We live from day to day and generally don't pay a whole lot of notice to the date. And then we wonder why it didn't hit us that it's our birthday or anniversary or the day we were supposed to be at the dentist and dammit now I'm gonna have to make another appointment and they'll probably charge me for not giving 24-hour notice. The calendar, the dates, hell, all of time, is just so arbitrary and made up. Humans are the ones who stick Post-it notes on the days in our pitiful attempts to label them, name them, put our mark on them. But the days will creep on at their petty pace with absolutely no heed for us.

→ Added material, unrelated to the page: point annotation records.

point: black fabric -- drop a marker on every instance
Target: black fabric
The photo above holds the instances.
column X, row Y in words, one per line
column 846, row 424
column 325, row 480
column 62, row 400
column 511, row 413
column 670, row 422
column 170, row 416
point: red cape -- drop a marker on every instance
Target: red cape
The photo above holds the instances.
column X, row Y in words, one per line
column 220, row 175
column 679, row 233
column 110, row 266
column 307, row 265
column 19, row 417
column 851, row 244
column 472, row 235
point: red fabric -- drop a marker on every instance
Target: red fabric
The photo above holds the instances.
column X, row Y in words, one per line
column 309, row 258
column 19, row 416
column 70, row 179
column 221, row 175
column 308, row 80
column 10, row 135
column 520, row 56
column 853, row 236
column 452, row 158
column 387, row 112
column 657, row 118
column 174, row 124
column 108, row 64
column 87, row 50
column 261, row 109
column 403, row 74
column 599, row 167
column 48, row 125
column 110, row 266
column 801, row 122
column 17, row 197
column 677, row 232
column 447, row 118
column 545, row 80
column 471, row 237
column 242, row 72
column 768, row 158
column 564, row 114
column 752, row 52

You're probably expecting my next quote to be from "Dust in the wind" by Kansas, right? Well, forget it. I hate that song. I'm just raveling a thread that started with the realization that I missed my anniversary on a screenwriting group I'm part of. It has been an everyday enjoyment for me for over a year (I joined on Friday the 13th, June 2008. Is that another meaningless date or something ominously foreboding?) I feel like I know these people, and I even recently mourned the death of one of its members, a colorful, wonderful lady whom I always loved hearing from. But this date slipped right by me.

Do birthdays matter? Do dates matter? Do we really need to stop and acknowledge the anniversary of every freaking thing? I don't know. But it seems to be human nature to try to hang on to them.

Saturday, July 18, 2009

The pen is mightier

I flipped over to a fellow screenwriter's blog (http://iamphilipnight.blogspot.com/) and saw something that really caught my attention - hand writing a script. It reminded me so much of when I first started writing. Everything was handwritten and then typed up later. I wrote my entire first script longhand and then typed it up after I had it all, AND it was in no particular order, AND it ended up being about 160 pages after I got it all in there. Major editing. But I loved it.

I've gotten to where now I tend to go right to the electronic pen and paper. But I wonder (little tribute to Carrie Bradshaw here) was I happier doing it the old fashioned way? It seemed like I was so connected to the story and so ready to just dive right into it every day. We were more linked, and best of all, I could work on it any time, anywhere. I was holding the instrument right in my hand and the ideas flowed into it. Now, it seems maybe a little ... colder.

So I'm thinking my pen should not languish any longer. It has served me well and will again. Thank you, Phillip, for reminding me.